Pass a pandas DataFrame and `c5tree` automatically detects object/category columns and applies multi-way splits:

```python
import pandas as pd

df = pd.DataFrame({
    "outlook":  ["sunny", "overcast", "rainy", "sunny", "rainy"],
    "humidity": [85, 65, 70, 95, 80],
    "play":     [0, 1, 1, 0, 1],
})
X = df[["outlook", "humidity"]]
y = df["play"]

clf = C5Classifier(pruning=False).fit(X, y)
```

### Pessimistic Error Pruning
After the tree is grown, subtrees are replaced by leaves if the pessimistic error estimate of the subtree is no better than a single leaf. Controlled by the `cf` parameter.

```python
# cf=0.25  → default, moderate pruning
# cf=0.05  → aggressive pruning, very small tree
# cf=0.50  → light pruning, larger tree
clf = C5Classifier(pruning=True, cf=0.05)
```

### Human-Readable Tree
```python
print(clf.text_report())
# [feature_2 <= 1.9000]
#   left:
#     → Predict: 0  [0: 1.00, 1: 0.00, 2: 0.00]  (n=40.0)
#   right:
#     [feature_3 <= 1.7500]
#       ...
```

### Full sklearn Compatibility
Works in Pipelines, `GridSearchCV`, `cross_val_score`, and `clone`:

```python
from sklearn.pipeline import Pipeline
from sklearn.preprocessing import StandardScaler
from sklearn.model_selection import GridSearchCV

pipe = Pipeline([
    ("scaler", StandardScaler()),
    ("clf", C5Classifier()),
])

param_grid = {"clf__cf": [0.05, 0.25, 0.50], "clf__max_depth": [None, 5, 10]}
search = GridSearchCV(pipe, param_grid, cv=5)
search.fit(X_train, y_train)
print(search.best_params_)
```

---

## Parameters

| Parameter | Type | Default | Description |
|---|---|---|---|
| `max_depth` | int or None | None | Maximum tree depth |
| `min_samples_split` | int | 2 | Minimum samples to split a node |
| `min_samples_leaf` | int | 1 | Minimum samples at a leaf |
| `pruning` | bool | True | Enable pessimistic error pruning |
| `cf` | float | 0.25 | Confidence factor for pruning (0.05–0.50) |
| `min_gain_ratio` | float | 0.0 | Minimum gain ratio to make a split |

---

## Running Tests

```bash
pip install c5tree[dev]
pytest tests/ -v --cov=c5tree
```

---

## Background

C5.0 is the successor to C4.5 and ID3, developed by Ross Quinlan.

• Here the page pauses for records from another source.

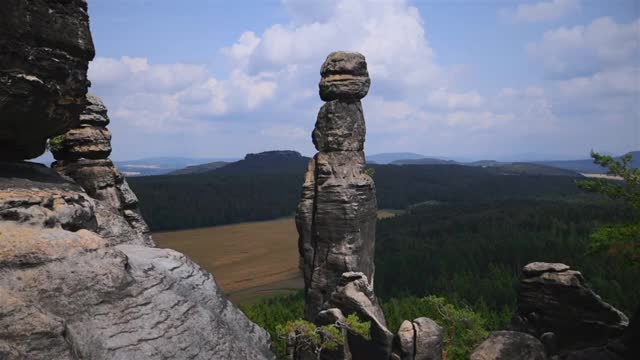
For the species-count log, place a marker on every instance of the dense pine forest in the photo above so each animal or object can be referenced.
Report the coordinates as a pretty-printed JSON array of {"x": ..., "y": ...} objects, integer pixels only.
[
  {"x": 252, "y": 190},
  {"x": 453, "y": 253},
  {"x": 460, "y": 263}
]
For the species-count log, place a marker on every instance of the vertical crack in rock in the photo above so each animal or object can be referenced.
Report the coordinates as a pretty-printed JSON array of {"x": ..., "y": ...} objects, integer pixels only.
[
  {"x": 82, "y": 155},
  {"x": 336, "y": 217},
  {"x": 337, "y": 214}
]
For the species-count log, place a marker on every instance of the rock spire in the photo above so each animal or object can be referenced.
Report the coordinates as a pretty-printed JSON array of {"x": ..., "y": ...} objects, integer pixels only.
[{"x": 336, "y": 217}]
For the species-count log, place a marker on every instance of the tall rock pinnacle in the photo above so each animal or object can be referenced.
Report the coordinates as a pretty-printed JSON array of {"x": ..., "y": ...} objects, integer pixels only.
[{"x": 336, "y": 217}]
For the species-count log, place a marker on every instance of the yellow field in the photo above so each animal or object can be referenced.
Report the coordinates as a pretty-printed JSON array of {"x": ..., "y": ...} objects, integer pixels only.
[
  {"x": 241, "y": 256},
  {"x": 249, "y": 261}
]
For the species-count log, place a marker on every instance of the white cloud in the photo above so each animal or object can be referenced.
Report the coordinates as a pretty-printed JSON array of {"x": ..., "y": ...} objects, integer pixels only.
[
  {"x": 285, "y": 131},
  {"x": 415, "y": 103},
  {"x": 541, "y": 11},
  {"x": 452, "y": 100},
  {"x": 390, "y": 33},
  {"x": 584, "y": 50},
  {"x": 164, "y": 97}
]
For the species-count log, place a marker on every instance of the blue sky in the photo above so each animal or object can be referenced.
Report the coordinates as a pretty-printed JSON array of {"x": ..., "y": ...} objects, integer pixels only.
[{"x": 467, "y": 79}]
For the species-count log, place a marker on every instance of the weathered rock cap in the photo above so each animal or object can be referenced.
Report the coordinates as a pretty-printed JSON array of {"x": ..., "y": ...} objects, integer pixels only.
[
  {"x": 95, "y": 113},
  {"x": 537, "y": 268},
  {"x": 89, "y": 142},
  {"x": 344, "y": 77}
]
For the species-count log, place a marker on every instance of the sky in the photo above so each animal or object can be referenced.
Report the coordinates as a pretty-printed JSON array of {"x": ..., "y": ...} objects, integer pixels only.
[{"x": 467, "y": 79}]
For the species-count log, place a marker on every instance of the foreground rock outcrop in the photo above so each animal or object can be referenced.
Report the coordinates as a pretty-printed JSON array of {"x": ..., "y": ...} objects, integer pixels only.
[
  {"x": 509, "y": 345},
  {"x": 83, "y": 157},
  {"x": 555, "y": 299},
  {"x": 45, "y": 47},
  {"x": 79, "y": 276}
]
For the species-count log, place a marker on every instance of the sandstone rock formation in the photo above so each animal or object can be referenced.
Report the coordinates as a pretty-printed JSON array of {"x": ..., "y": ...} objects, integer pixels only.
[
  {"x": 555, "y": 299},
  {"x": 336, "y": 221},
  {"x": 418, "y": 340},
  {"x": 45, "y": 47},
  {"x": 337, "y": 214},
  {"x": 354, "y": 295},
  {"x": 509, "y": 345},
  {"x": 82, "y": 155},
  {"x": 79, "y": 278}
]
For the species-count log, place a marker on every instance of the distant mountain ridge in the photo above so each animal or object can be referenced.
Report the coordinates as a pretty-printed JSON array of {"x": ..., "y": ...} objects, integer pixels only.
[
  {"x": 587, "y": 166},
  {"x": 197, "y": 169},
  {"x": 162, "y": 165},
  {"x": 268, "y": 185},
  {"x": 583, "y": 166}
]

The algorithm was open-sourced in 2011 under the GPL licence. This package is a clean pure-Python reimplementation, making C5.0 accessible to the Python data-science ecosystem for the first time as a proper scikit-learn-compatible estimator.

**Reference:** Quinlan, J.R. (1993). *C4.5: Programs for Machine Learning*. Morgan Kaufmann.

---

## Contributing

Contributions are very welcome! Please open an issue before submitting a PR.

## Licence

GNU General Public License v3.0 — see [LICENSE](LICENSE).